In this way, the skin temperature is input to the control device 21 for controlling the thermal environment of the environment, and the heat source device 20 is operated based on this instruction signal so that it is within the comfortable range of the worker. An air conditioner can be most commonly used as the heat source device 20 for controlling the thermal environment of the work area. The heat source device 20 may be a cool air or hot air supply device or a heater using radiant heat, and may be a personal air conditioner or a cold / hot air supply device that is provided separately from the main air conditioning equipment that provides air conditioning for the entire room. Etc. can also be applied.

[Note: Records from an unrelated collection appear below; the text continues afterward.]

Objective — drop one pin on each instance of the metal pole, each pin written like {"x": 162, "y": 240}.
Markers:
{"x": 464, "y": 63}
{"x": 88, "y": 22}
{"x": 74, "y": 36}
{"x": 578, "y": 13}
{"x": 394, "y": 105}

Although the above-mentioned embodiment uses the desk work as the work area, the work area in which the position in the factory is specified, the specific area such as the vehicle, the seat of the car, the bed, the guest room, the reception counter, etc. However, the same control can be performed, and a comfortable environment suitable for a person existing in these specific areas can be formed.

[0032]

As described above, according to the present invention, the infrared radiation thermometer can detect the skin temperature of a person in a non-contact manner, and the heat control can be performed so as to provide a comfortable environment according to the metabolism of the person. .. The fact that the skin temperature can be detected in a non-contact type does not cause discomfort associated with wearing compared to using a thermometer that is in close contact with the skin, and there is no need to attach or detach the infrared thermometer or the skin exposed portion detection device. Since it is a small device, it does not disturb the work and does not cause discomfort. From this, it can greatly contribute to the development of human comfortable thermal environment control technology and the improvement of work efficiency.

[Brief description of drawings]

FIG. 1 is a diagram showing a state in which the surface temperature of an object on a desk is detected by an infrared radiation thermometer and a human body detector (skin exposed portion detection device).

FIG. 2 is a diagram schematically showing a control mode of the present invention for controlling a heat source device by detecting a skin temperature with an infrared radiation thermometer and a human body detector (skin exposed portion detection device).

FIG. 3 is a flow chart of the control of FIG.

[Explanation of symbols]

 1 Desk 2 Infrared Radiation Thermometer 3 Skin Exposed Area Detection Device 5 Comparator 6 and 14 Condenser Lens 7 and 15 Infrared Sensor 8 and 16 Amplifier 9 and 17 Filter 10 Mixer 11 Chopper 13 Temperature Compensation Circuit 19 Reference Voltage 20 Heat Source Device 21 Control device

Claims (2)

[Claims] 1. An infrared radiation thermometer is used to detect the temperature of an object existing in the work area in a non-contact manner when automatically controlling the thermal environment of the work area where seating work or similar fixing work is performed by heat source devices. In addition, the presence or absence of a worker in the work area is detected by a human body detector using an infrared sensor in a non-contact manner, and the infrared radiation thermometer detects when the human body detector detects the presence of the worker. The temperature of the object is judged to be equivalent to the skin temperature of the operator, and the heat source equipment is operated based on the detected value of the infrared radiation thermometer to control the thermal environment of the work area to a comfortable range. Temperature detection method for controlling thermal environment. 2. The temperature detecting method for controlling a thermal environment according to claim 1, wherein the infrared radiation thermometer is installed at a position on the desk for detecting an object temperature.